California Privacy: A Deeper Dive Into the New Regulations Expected in 2024
In Short
The Background: The California Privacy Protection Agency board ("CPPA" or "Board") is in the process of issuing new regulations as authorized under the California Privacy Rights Act. These three sets of proposed regulations concern cybersecurity audits, risk assessments related to collection of consumer personal information, and use of automated decisionmaking technology ("ADMT").
The Result: The Board has directed staff to prepare the cybersecurity audit regulations for formal rulemaking with authorization to make additional changes. It also directed staff to further revise the risk assessment and ADMT regulations, taking into account public and Board feedback.
Looking Ahead: Although the proposed regulations are not finalized, the Board's discussion and revisions provide insight into how these key privacy issues will be handled in the upcoming regulations. The next drafts of the risk assessment and ADMT regulations are expected in the next few months, but the Board did not commit to a specific date in its January 12 meeting.
In December 2023, the Board voted to proceed with new California Privacy Rights Act regulations for cybersecurity audits, risk assessments, and ADMT. With the Board's recent win at the California Court of Appeal allowing for accelerated enforcement of previous regulations, we expect these proposed new regulations to be finalized and enforced this year. Key aspects of these proposed new regulations are discussed below.
Cybersecurity Audits
As currently drafted, the cybersecurity audit regulations require businesses to complete annual cybersecurity audits if their processing of consumers' personal information presents a "significant risk" to consumers' security. A business's processing presents a "significant risk" if the business: (i) derives 50% or more of its annual revenues from selling or sharing consumers' personal information; OR (ii) has annual gross revenues in excess of $25 million and one of the following applies: the business processes the personal information of 250,000 or more consumers, the sensitive personal information of 50,000 or more consumers, or the personal information of 50,000 or more consumers less than 16 years of age. The exact thresholds are subject to change as the Board seeks further economic and public comment to inform the threshold levels.
The audits, which would be performed by an internal or external independent auditor, would assess the business's cybersecurity program, identify any weaknesses, and document the business's plan to address such weaknesses.
Risk Assessments
The risk assessments also require businesses to complete risk assessments if their processing of consumers' personal information presents a "significant risk" to consumers' privacy. Examples of processing activities that present "significant risk" to consumers' privacy include selling or sharing consumer personal information, processing sensitive personal information, using ADMT to profile or make decisions with "legal or similarly significant effects" about a consumer, and knowing processing of personal information of consumers under the age of 16.
There are several proposed risk assessment requirements, including requiring businesses to develop a summary of processing and categories of personal information to be processed, the context of the processing, consumers' reasonable expectations regarding the purpose of processing and the actual purpose of processing, and the "negative impact" to consumers' privacy because of the processing, among others.
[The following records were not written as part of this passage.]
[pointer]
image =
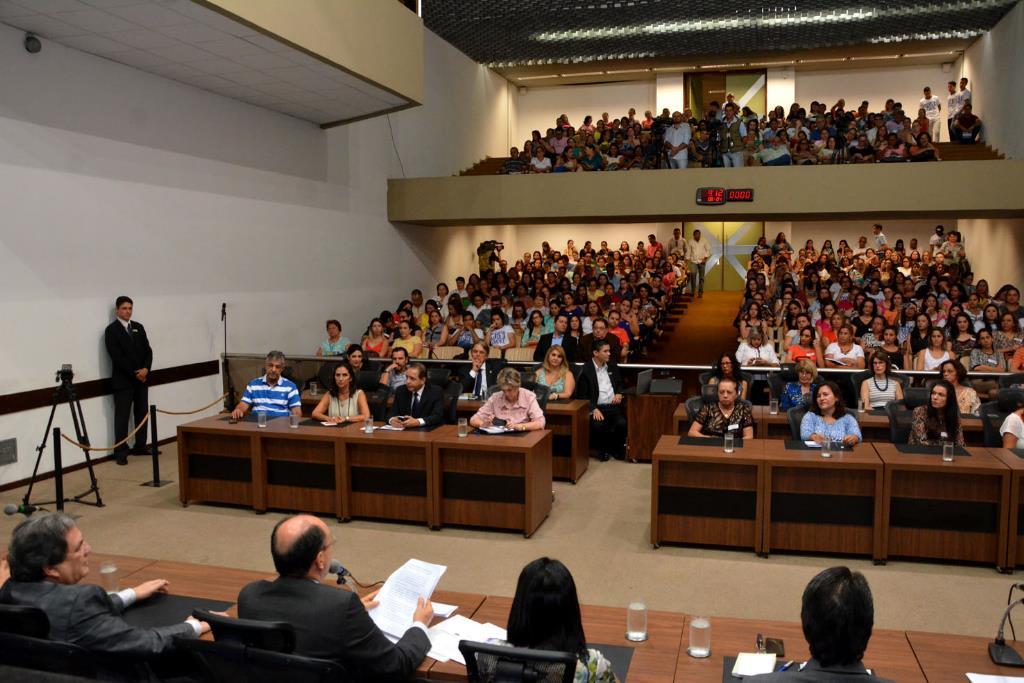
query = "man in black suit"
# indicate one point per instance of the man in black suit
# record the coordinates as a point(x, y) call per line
point(560, 337)
point(330, 623)
point(601, 384)
point(481, 373)
point(417, 403)
point(131, 357)
point(48, 559)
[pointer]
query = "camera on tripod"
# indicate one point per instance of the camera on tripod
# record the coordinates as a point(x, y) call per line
point(65, 375)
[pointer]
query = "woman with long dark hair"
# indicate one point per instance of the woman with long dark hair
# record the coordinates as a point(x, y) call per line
point(545, 615)
point(939, 421)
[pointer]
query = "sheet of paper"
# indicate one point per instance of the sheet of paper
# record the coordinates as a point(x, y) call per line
point(398, 596)
point(752, 664)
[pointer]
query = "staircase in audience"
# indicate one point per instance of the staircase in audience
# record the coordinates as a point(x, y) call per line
point(704, 331)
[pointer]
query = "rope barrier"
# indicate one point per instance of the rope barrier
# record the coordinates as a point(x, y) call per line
point(139, 426)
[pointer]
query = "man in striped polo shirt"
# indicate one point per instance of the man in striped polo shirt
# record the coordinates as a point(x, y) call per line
point(271, 393)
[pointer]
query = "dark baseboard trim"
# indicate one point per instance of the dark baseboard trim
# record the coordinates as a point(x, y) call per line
point(27, 400)
point(74, 468)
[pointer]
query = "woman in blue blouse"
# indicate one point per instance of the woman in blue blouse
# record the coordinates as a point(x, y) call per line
point(827, 418)
point(800, 392)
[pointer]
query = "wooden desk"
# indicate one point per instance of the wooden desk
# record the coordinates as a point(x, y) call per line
point(569, 425)
point(653, 659)
point(888, 652)
point(1015, 545)
point(700, 495)
point(647, 418)
point(815, 504)
point(946, 658)
point(948, 511)
point(492, 480)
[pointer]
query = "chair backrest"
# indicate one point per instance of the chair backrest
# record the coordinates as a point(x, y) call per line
point(25, 621)
point(796, 416)
point(49, 655)
point(275, 636)
point(233, 663)
point(503, 664)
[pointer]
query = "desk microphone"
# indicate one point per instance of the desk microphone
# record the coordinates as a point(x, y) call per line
point(11, 509)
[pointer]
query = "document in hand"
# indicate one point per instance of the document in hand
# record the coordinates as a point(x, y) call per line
point(398, 596)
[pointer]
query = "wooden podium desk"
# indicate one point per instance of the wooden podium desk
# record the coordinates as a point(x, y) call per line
point(815, 504)
point(569, 425)
point(1015, 547)
point(946, 658)
point(888, 652)
point(946, 511)
point(702, 496)
point(652, 660)
point(492, 480)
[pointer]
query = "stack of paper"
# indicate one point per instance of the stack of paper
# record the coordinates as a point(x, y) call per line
point(398, 596)
point(444, 637)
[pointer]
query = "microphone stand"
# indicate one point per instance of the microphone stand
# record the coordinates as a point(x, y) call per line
point(1003, 654)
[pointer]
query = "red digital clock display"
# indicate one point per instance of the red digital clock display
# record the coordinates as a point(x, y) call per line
point(717, 196)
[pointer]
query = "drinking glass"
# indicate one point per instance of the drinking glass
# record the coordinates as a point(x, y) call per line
point(699, 638)
point(636, 622)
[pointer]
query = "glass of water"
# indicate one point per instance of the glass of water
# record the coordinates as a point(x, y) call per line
point(636, 622)
point(947, 452)
point(699, 638)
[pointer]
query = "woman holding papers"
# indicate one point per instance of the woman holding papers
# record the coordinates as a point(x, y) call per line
point(343, 402)
point(546, 615)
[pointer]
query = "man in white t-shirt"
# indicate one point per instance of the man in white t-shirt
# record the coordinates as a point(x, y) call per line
point(933, 112)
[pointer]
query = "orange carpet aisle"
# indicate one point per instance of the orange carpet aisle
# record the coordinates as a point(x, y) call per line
point(701, 333)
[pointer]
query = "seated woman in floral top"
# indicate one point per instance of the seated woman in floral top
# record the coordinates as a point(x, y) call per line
point(939, 421)
point(827, 418)
point(545, 615)
point(725, 416)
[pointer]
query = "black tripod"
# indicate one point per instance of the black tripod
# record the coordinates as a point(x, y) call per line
point(65, 392)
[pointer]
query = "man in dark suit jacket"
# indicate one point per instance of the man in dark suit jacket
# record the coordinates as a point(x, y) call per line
point(421, 404)
point(481, 373)
point(330, 623)
point(601, 385)
point(565, 340)
point(131, 357)
point(81, 613)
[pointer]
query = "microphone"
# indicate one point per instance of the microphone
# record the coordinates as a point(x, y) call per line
point(11, 509)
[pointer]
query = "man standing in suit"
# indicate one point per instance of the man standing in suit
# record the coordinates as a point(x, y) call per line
point(481, 372)
point(131, 357)
point(601, 385)
point(330, 623)
point(559, 337)
point(417, 403)
point(48, 559)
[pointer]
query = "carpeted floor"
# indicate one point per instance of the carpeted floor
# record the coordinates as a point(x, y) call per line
point(599, 527)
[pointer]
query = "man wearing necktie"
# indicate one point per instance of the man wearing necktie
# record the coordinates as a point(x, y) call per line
point(131, 358)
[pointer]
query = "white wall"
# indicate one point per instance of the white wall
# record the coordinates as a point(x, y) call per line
point(116, 181)
point(993, 66)
point(539, 108)
point(876, 84)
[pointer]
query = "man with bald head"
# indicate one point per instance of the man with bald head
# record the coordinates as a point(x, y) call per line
point(330, 623)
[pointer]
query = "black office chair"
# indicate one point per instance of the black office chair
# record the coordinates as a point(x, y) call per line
point(274, 636)
point(503, 664)
point(796, 416)
point(235, 663)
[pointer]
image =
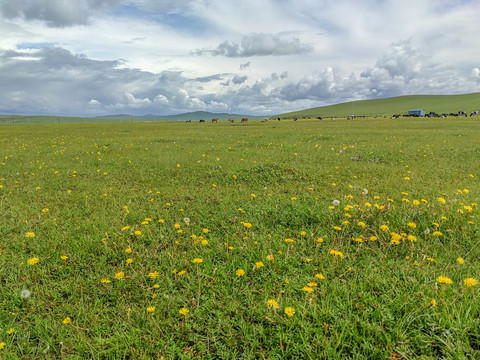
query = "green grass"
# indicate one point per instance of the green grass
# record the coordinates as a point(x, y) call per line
point(84, 190)
point(395, 105)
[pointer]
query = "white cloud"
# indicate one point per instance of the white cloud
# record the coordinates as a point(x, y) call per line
point(92, 57)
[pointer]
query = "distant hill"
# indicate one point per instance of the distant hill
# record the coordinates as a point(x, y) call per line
point(395, 105)
point(117, 118)
point(197, 115)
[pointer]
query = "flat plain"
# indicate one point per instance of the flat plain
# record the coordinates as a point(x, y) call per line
point(329, 239)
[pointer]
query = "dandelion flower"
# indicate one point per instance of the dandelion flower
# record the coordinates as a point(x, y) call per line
point(33, 261)
point(444, 280)
point(470, 282)
point(183, 311)
point(240, 272)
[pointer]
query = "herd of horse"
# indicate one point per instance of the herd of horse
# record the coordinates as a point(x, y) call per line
point(214, 120)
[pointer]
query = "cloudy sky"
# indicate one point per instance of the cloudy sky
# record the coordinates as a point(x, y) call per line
point(96, 57)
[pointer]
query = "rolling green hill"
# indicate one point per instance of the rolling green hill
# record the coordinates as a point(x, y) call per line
point(395, 105)
point(119, 118)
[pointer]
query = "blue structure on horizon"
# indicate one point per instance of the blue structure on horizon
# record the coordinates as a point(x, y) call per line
point(417, 112)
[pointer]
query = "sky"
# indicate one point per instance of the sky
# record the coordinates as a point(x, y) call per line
point(258, 57)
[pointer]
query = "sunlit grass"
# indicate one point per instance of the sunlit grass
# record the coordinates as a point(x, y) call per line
point(307, 239)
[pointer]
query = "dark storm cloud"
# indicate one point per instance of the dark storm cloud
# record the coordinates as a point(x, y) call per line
point(53, 80)
point(55, 13)
point(260, 44)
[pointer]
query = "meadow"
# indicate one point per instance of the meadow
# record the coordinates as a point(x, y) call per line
point(333, 239)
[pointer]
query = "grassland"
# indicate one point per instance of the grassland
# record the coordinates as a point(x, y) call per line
point(345, 239)
point(395, 105)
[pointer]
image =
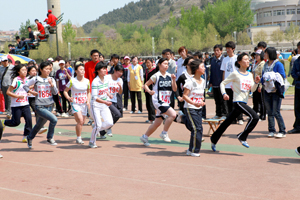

The scope of each category of assessments is expected to be further limited.
ADMT
The proposed ADMT regulations define ADMT broadly as "any system, software or process . . . that processes personal information . . . to make or execute a decision or facilitate human decisionmaking." The regulations would apply to businesses that use ADMT to profile consumers or make decisions producing "legal or similarly significant effects" about a consumer, meaning any decision that results in access to or denial of financial services, housing, insurance, education, criminal justice, employment or independent contracting opportunities, healthcare services, or essential goods or services.
Businesses using AMDT would have three obligations: to provide consumers with a pre-use notice, an opportunity to opt-out, and access rights. The pre-use notice obligations would require businesses to provide a detailed explanation of the purpose for which they use ADMT before using it. Opt-out obligations would require businesses to clearly state the consumer's right to opt-out of certain uses of ADMT and provide instructions on at least two methods to do so. Lastly, access rights would require businesses to provide information about their use of ADMT, including their purpose for using ADMT, the logic of the ADMT, and whether the use of ADMT was evaluated for validity, reliability, and fairness. There are exceptions to the opt-out and access rights obligations, including exceptions for cybersecurity and fraud prevention, but they are still being crystallized.
During the December meeting, some Board members expressed concern that the ADMT definition was too broad and would encompass nearly any platform that businesses use in the ordinary course. In response, the Board is expected to further revise the definition to avoid unnecessarily chilling business practices. A narrower definition of ADMT will have significant implications for which businesses are covered.
Two Key Takeaways
- Once implemented, the regulations will impose significant obligations related to key privacy issues on covered businesses. We expect the Board to meet in the coming months to discuss the next draft of the regulations.
- Businesses should begin considering how they may be covered under the new regulations and the parameters of these regulations, because they pertain to key privacy issues.